[Python-Dev] transform() and untransform() methods, and the codec registry

Tue Dec 7 05:46:54 CET 2010

On Sun, Dec 5, 2010 at 5:25 PM, Victor Stinner
<victor.stinner at haypocalc.com> wrote:
> On Saturday 04 December 2010 09:31:04 you wrote:
>> Alexander Belopolsky writes:
>>  > In fact, once the language moratorium is over, I will argue that
>>  > str.encode() and byte.decode() should deprecate encoding argument and
>>  > just do UTF-8 encoding/decoding.  Hopefully by that time most people
>>  > will forget that other encodings exist.  (I can dream, right?)
>>
>> It's just a dream.  There's a pile of archival material, often on R/O
>> media, out there that won't be transcoded any more quickly than the
>> inscriptions on Tutankhamun's tomb.
>
> Not only, many libraries expect use bytes arguments encoded to a specific
> encoding (eg. locale encoding). Said differenlty, only few libraries written in
> C accept wchar* strings.
>

My proposal has nothing to do with C-API.  It only concerns Python API
of the builtin str type.

> The Linux kernel (or many, or all, UNIX/BSD kernels) only manipulate byte
> strings. The libc only accept wide characters for a few operations. I don't
> know how to open a file with an unicode path with the Linux libc: you have to
> encode it...
>

Yes, but hopefully the encoding used by the filesystem will be UTF-8.
For Python users, however, encoding details will hopefully be hidden
by the open() call.   Yes, I am aware of the many problems with
divining the filesystem encoding, but instructing application
developers to supply their own fsencoding in
open(filepath.encode(fsencoding)) calls is not very helpful.

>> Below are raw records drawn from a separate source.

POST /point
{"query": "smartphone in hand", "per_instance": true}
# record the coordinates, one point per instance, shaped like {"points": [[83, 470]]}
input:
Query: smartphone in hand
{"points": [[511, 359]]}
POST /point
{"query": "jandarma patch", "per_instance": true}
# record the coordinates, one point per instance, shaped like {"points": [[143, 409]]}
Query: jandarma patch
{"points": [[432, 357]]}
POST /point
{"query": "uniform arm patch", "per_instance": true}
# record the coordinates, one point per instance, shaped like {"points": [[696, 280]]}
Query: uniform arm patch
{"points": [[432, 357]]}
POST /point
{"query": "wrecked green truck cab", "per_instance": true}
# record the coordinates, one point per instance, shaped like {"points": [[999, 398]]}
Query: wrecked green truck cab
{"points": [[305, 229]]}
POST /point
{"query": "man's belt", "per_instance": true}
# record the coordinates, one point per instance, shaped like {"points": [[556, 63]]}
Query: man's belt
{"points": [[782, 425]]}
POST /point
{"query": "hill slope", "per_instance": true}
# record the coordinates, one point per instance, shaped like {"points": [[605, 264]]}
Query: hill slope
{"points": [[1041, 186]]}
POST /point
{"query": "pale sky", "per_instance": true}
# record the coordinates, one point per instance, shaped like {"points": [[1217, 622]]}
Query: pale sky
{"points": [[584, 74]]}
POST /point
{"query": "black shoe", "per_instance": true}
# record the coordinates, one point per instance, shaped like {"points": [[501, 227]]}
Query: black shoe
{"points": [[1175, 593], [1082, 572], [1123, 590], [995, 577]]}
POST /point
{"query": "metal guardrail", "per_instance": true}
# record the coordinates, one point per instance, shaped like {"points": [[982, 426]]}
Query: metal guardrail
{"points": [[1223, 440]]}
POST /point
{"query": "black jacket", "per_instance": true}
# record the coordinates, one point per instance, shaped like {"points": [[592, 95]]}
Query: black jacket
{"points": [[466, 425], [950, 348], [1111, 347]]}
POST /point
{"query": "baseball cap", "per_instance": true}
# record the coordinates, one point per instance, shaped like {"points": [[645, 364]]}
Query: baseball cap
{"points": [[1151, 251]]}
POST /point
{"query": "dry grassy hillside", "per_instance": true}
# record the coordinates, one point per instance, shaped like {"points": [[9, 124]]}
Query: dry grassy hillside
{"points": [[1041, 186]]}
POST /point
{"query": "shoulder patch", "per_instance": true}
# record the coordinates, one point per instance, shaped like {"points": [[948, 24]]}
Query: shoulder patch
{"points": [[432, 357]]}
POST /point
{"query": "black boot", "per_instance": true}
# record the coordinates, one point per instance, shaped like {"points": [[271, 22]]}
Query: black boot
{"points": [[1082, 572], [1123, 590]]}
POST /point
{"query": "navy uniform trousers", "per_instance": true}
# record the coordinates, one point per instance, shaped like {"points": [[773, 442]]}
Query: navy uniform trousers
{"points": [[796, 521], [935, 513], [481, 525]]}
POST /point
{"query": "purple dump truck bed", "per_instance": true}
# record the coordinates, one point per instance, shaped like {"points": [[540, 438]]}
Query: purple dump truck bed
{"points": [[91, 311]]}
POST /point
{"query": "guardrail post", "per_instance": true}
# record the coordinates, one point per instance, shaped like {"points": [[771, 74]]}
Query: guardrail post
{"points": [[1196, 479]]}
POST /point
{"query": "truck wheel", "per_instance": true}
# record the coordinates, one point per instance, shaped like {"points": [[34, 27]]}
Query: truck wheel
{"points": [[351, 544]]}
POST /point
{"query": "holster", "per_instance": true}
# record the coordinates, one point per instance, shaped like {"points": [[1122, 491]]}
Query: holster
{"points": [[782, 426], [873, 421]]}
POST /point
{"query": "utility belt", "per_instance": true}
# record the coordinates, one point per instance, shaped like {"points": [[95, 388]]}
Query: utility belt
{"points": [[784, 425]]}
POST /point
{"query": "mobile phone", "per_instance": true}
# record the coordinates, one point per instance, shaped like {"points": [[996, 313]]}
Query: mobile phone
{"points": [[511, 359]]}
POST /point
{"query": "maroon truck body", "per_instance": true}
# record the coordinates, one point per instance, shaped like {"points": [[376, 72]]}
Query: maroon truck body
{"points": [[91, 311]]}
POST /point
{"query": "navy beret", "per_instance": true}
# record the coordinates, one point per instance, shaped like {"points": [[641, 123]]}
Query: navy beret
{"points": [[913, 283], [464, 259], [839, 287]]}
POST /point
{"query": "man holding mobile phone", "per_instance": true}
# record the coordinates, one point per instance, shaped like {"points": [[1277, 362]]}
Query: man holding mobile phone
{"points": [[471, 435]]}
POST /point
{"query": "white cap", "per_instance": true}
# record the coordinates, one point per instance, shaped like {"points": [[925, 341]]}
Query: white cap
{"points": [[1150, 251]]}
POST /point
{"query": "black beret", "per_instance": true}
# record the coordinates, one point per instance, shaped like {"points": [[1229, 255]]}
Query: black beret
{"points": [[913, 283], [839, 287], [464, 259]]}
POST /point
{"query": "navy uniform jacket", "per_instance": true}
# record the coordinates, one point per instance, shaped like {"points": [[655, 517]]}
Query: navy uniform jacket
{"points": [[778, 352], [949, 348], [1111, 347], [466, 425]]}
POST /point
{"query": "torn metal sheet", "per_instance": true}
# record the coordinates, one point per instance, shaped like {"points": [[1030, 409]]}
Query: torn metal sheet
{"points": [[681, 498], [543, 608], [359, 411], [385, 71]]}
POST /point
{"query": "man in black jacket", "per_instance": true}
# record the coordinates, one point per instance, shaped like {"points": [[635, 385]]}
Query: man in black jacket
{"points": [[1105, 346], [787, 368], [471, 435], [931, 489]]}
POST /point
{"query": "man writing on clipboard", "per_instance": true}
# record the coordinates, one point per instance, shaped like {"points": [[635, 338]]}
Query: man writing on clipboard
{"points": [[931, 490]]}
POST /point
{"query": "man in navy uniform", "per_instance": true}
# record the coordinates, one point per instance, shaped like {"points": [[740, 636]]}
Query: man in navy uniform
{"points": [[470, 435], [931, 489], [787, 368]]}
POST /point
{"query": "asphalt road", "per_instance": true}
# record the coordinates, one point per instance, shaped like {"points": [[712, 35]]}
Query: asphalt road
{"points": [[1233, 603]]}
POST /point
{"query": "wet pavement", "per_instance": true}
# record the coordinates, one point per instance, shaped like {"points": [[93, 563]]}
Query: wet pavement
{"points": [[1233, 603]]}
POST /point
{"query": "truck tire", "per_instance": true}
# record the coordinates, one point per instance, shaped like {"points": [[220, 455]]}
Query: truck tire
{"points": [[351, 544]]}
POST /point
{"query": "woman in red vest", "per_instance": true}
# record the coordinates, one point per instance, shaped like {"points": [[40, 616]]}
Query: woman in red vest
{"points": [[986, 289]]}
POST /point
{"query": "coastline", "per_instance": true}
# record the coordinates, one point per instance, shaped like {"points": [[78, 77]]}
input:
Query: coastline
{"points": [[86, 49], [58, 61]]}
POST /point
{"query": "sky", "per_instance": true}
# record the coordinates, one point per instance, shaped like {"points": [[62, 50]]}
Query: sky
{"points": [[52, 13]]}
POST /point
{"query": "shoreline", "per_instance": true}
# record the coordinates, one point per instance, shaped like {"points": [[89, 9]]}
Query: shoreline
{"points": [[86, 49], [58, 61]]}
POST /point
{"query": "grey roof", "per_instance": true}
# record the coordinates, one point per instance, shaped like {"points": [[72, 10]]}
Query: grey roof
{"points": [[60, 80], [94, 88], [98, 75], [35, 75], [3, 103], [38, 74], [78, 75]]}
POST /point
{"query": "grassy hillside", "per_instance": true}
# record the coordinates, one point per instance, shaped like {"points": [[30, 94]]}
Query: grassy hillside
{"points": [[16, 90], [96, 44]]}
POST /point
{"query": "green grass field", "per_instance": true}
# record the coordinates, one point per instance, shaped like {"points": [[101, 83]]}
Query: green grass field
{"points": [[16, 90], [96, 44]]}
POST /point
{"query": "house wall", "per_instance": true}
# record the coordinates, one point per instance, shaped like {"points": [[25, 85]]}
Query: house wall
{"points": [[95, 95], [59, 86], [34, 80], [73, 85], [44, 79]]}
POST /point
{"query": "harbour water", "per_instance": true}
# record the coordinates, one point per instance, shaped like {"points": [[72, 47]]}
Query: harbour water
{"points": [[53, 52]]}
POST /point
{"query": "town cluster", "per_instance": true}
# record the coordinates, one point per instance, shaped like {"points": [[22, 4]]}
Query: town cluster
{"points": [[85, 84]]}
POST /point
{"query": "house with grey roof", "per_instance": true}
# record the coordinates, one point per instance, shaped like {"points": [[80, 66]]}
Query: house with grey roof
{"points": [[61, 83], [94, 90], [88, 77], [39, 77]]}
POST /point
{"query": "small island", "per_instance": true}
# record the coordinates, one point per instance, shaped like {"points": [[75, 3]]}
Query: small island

> Alexander: you should first patch all UNIX/BSD kernels to use unicode
> everywhere, then patch all libc implementations, and then all libraries
> (written in C). After that, you can have a break.
>

As Martin explained later in this thread with respect to the
transform() method, removing codec argument from str.encode() method
does not imply removing the codecs themselves.    If I need a method
to encode strings to say koi8_r encoding, I can easily access it
directly:

>>> from encodings import koi8_r
>>> to_koi8_r = koi8_r.Codec().encode
>>> to_koi8_r('код')
(b'\xcb\xcf\xc4', 3)

More likely, however, I will only need en/decoding to read/write
legacy files and rather than encoding the strings explicitly before
writing into a file, I will just open that file with the correct
encoding.

Having all encodings accessible in a str method only promotes a
programming style where bytes objects can contain differently encoded
strings in different parts of the program.  Instead, well-written
programs should decode bytes on input, do all processing with str type
and decode on output.  When strings need to be passed to char* C APIs,
they should be encoded in UTF-8.  Many C APIs originally designed for
ASCII actually produce meaningful results when given  UTF-8 bytes.
(Supporting such usage was one of the design goals of UTF-8.)